There Lady Arleigh spent the greater part of her time--there she wore
her gentle life away. Three years had elapsed, and no change had come to
her. She read of her husband's sojourn in Scotland. Then she read in the
fashionable intelligence that he had gone to Wood Lynton, the seat of
the Earl of Mountdean. He remained there three days, and then went
abroad. Where he was now she did not know; doubtless he was traveling
from one place to another, wretched, unhappy as she was herself.

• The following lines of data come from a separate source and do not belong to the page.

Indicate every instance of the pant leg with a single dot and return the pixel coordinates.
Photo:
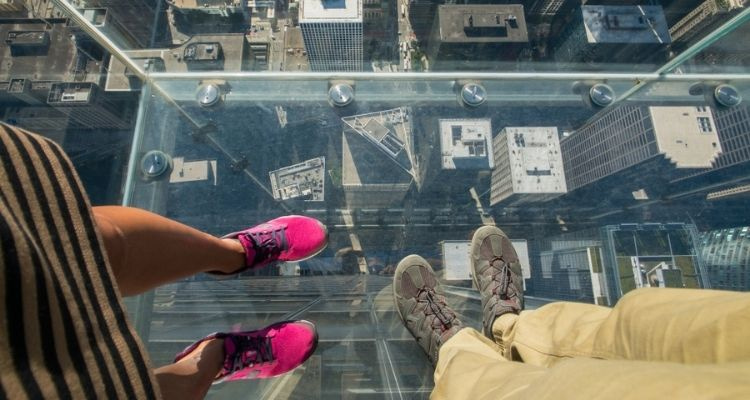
(677, 325)
(470, 366)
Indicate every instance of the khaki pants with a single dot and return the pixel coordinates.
(655, 343)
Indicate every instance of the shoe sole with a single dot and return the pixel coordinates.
(476, 243)
(312, 351)
(320, 250)
(400, 266)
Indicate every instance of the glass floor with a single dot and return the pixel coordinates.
(611, 142)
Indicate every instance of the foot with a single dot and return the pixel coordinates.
(265, 353)
(496, 272)
(289, 238)
(422, 307)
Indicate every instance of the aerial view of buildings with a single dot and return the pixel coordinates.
(645, 186)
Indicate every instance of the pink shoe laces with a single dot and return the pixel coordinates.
(436, 307)
(248, 352)
(268, 244)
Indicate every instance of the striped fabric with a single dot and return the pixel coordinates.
(64, 332)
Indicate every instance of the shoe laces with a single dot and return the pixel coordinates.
(250, 351)
(436, 307)
(268, 244)
(501, 277)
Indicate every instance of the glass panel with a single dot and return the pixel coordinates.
(607, 182)
(408, 35)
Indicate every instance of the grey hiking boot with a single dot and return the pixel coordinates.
(422, 307)
(496, 272)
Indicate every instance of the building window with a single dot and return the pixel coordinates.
(704, 124)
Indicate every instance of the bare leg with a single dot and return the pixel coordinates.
(191, 377)
(147, 250)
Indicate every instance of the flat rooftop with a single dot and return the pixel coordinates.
(466, 143)
(187, 4)
(687, 136)
(625, 24)
(330, 10)
(482, 23)
(536, 163)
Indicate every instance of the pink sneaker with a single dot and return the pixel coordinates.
(265, 353)
(289, 238)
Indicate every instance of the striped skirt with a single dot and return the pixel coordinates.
(64, 331)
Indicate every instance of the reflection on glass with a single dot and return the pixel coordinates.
(604, 183)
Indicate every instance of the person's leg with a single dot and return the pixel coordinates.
(147, 250)
(191, 377)
(470, 366)
(668, 325)
(265, 353)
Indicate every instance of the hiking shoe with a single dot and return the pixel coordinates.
(265, 353)
(496, 272)
(289, 238)
(422, 307)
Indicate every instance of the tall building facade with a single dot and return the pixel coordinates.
(477, 36)
(614, 34)
(528, 166)
(733, 126)
(704, 18)
(136, 16)
(466, 144)
(651, 255)
(633, 143)
(726, 255)
(332, 32)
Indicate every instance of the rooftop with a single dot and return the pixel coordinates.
(686, 135)
(303, 180)
(625, 24)
(466, 143)
(330, 10)
(482, 23)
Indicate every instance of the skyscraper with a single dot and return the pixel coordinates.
(651, 255)
(332, 32)
(733, 126)
(136, 16)
(704, 18)
(614, 34)
(726, 255)
(529, 166)
(377, 154)
(638, 147)
(466, 144)
(476, 36)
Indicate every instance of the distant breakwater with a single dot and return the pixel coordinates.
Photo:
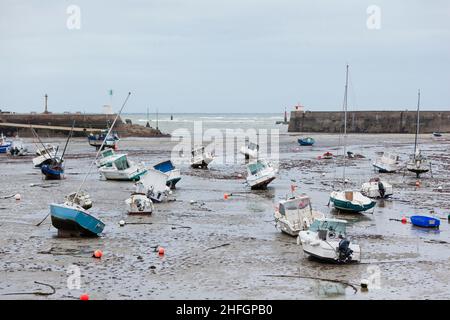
(369, 121)
(85, 121)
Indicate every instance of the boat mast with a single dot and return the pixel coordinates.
(345, 120)
(418, 123)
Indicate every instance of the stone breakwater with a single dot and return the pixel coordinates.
(369, 121)
(85, 121)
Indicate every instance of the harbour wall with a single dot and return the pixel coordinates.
(369, 121)
(84, 121)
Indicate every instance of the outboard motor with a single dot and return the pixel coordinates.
(345, 253)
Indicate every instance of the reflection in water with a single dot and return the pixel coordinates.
(330, 289)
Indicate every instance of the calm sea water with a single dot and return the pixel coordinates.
(219, 121)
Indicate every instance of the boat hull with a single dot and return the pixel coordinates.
(75, 221)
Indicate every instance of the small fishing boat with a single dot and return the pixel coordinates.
(110, 140)
(425, 222)
(4, 145)
(173, 174)
(308, 141)
(45, 155)
(351, 201)
(83, 199)
(138, 203)
(107, 157)
(387, 163)
(74, 220)
(327, 155)
(295, 214)
(326, 240)
(260, 174)
(153, 183)
(377, 188)
(200, 158)
(250, 150)
(122, 169)
(18, 148)
(417, 162)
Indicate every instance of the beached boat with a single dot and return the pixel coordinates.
(417, 162)
(173, 174)
(138, 203)
(377, 188)
(425, 222)
(153, 183)
(4, 144)
(200, 158)
(45, 155)
(295, 214)
(18, 148)
(250, 150)
(308, 141)
(110, 139)
(387, 163)
(74, 220)
(260, 174)
(326, 240)
(122, 169)
(107, 157)
(83, 199)
(349, 200)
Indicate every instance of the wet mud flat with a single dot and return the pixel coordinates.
(226, 249)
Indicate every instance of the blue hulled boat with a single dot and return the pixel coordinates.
(425, 222)
(306, 141)
(73, 219)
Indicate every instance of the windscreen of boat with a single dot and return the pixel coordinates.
(256, 167)
(335, 226)
(121, 163)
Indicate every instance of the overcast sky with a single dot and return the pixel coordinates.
(224, 56)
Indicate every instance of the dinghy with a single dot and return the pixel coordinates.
(83, 199)
(173, 174)
(107, 157)
(73, 220)
(4, 145)
(308, 141)
(138, 203)
(377, 188)
(387, 163)
(153, 183)
(295, 214)
(326, 240)
(349, 200)
(122, 169)
(260, 174)
(417, 162)
(200, 158)
(104, 139)
(425, 222)
(250, 150)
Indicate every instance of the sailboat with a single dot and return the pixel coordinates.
(70, 217)
(418, 163)
(349, 200)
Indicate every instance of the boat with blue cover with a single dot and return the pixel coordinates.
(308, 141)
(75, 220)
(425, 222)
(173, 174)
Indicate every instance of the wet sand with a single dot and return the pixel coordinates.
(226, 249)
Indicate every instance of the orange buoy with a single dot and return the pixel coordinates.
(84, 297)
(98, 254)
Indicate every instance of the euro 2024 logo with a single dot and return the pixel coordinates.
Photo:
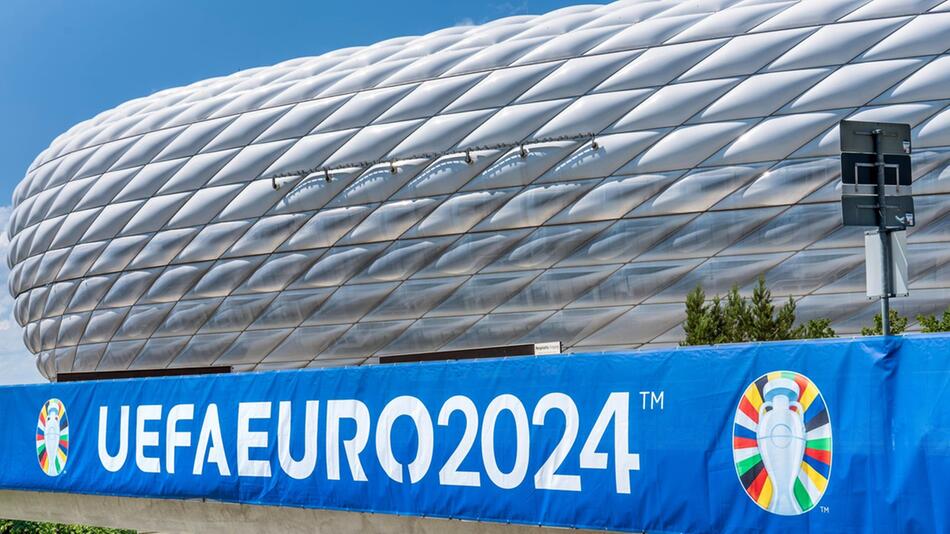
(781, 443)
(52, 437)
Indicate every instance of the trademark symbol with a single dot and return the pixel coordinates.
(651, 400)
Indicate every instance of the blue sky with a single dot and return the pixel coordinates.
(64, 61)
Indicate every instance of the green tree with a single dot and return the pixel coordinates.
(930, 324)
(737, 319)
(898, 324)
(697, 322)
(13, 526)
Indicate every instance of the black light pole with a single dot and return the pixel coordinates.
(882, 230)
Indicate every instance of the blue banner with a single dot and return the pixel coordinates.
(822, 436)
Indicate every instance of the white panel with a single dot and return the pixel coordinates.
(649, 32)
(249, 163)
(201, 206)
(569, 45)
(672, 105)
(301, 119)
(193, 139)
(149, 179)
(162, 248)
(660, 65)
(934, 132)
(774, 138)
(500, 87)
(197, 171)
(745, 54)
(576, 76)
(497, 55)
(459, 213)
(267, 234)
(371, 143)
(924, 35)
(614, 197)
(245, 129)
(446, 174)
(697, 191)
(309, 152)
(885, 8)
(732, 21)
(429, 98)
(390, 220)
(254, 200)
(592, 113)
(828, 143)
(612, 152)
(810, 12)
(378, 182)
(111, 219)
(147, 147)
(928, 83)
(853, 84)
(326, 227)
(517, 168)
(440, 133)
(513, 123)
(837, 44)
(687, 146)
(363, 108)
(213, 240)
(533, 206)
(761, 95)
(100, 194)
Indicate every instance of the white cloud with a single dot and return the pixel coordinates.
(17, 365)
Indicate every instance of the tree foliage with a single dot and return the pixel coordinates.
(13, 526)
(738, 319)
(898, 324)
(930, 324)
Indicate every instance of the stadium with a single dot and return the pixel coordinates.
(568, 177)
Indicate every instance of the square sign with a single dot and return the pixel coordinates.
(861, 142)
(856, 137)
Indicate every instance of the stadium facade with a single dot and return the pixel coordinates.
(566, 177)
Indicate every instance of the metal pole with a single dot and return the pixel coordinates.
(882, 230)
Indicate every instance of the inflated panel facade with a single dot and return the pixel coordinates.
(445, 191)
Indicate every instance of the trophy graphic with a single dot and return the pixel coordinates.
(781, 443)
(781, 438)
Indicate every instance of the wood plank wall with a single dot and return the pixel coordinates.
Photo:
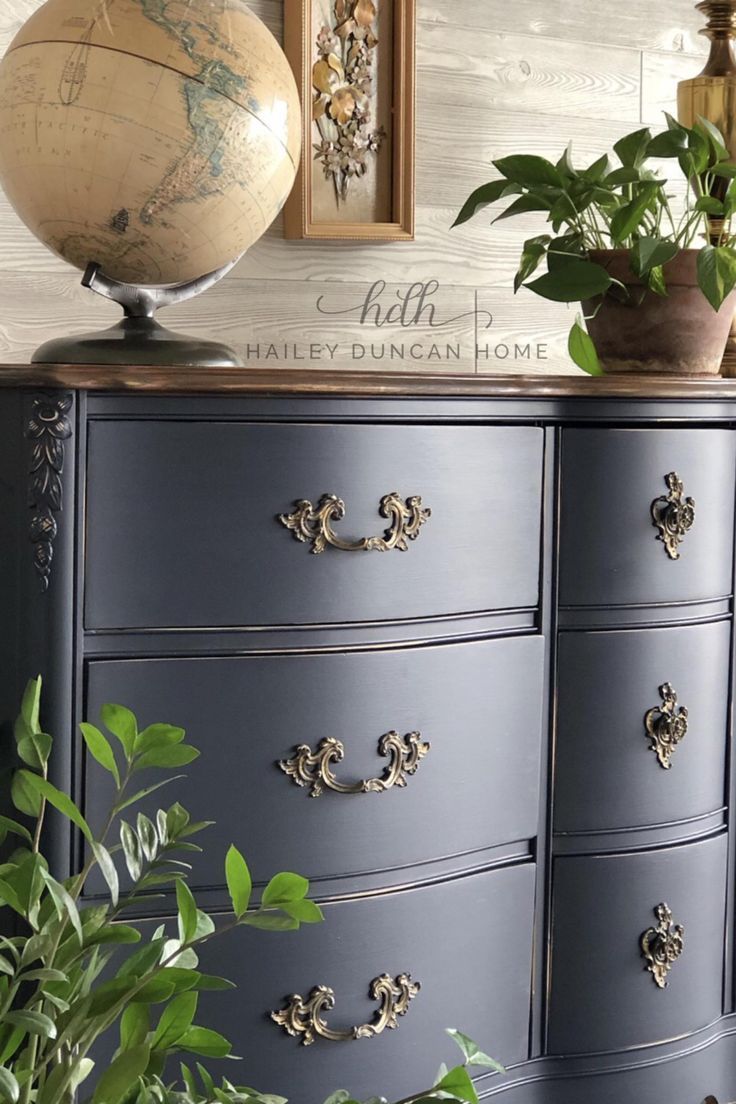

The desolate, dreary life had begun to prey upon her at last. She had
fought against it bravely for some time--she had tried to live down the
sorrow; but it was growing too strong for her--the weight of it was
wearing her life away. Slowly but surely she began to fade and droop. At
first it was but a failure in strength--a little walk tired her, the
least fatigue or exercise seemed too much for her. Then, still more
slowly, the exquisite bloom faded from the lovely face, a weary languor
shone in the dark-blue eyes, the crimson lips lost their color. Yet Lady
Arleigh grew more beautiful as she grew more fragile. Then all appetite
failed her. Mrs. Burton declared that she ate nothing.
She might have led a different life--she might have gone out into
society--she might have visited and entertained guests. People knew that
Lady Arleigh was separated from her husband; they knew also that,
whatever might have been the cause of separation, it had arisen from no
fault of hers. She would, in spite of her strange position, have been
welcomed with open arms by the whole neighborhood, but she was sick with
mortal sorrow--life had not a charm for her.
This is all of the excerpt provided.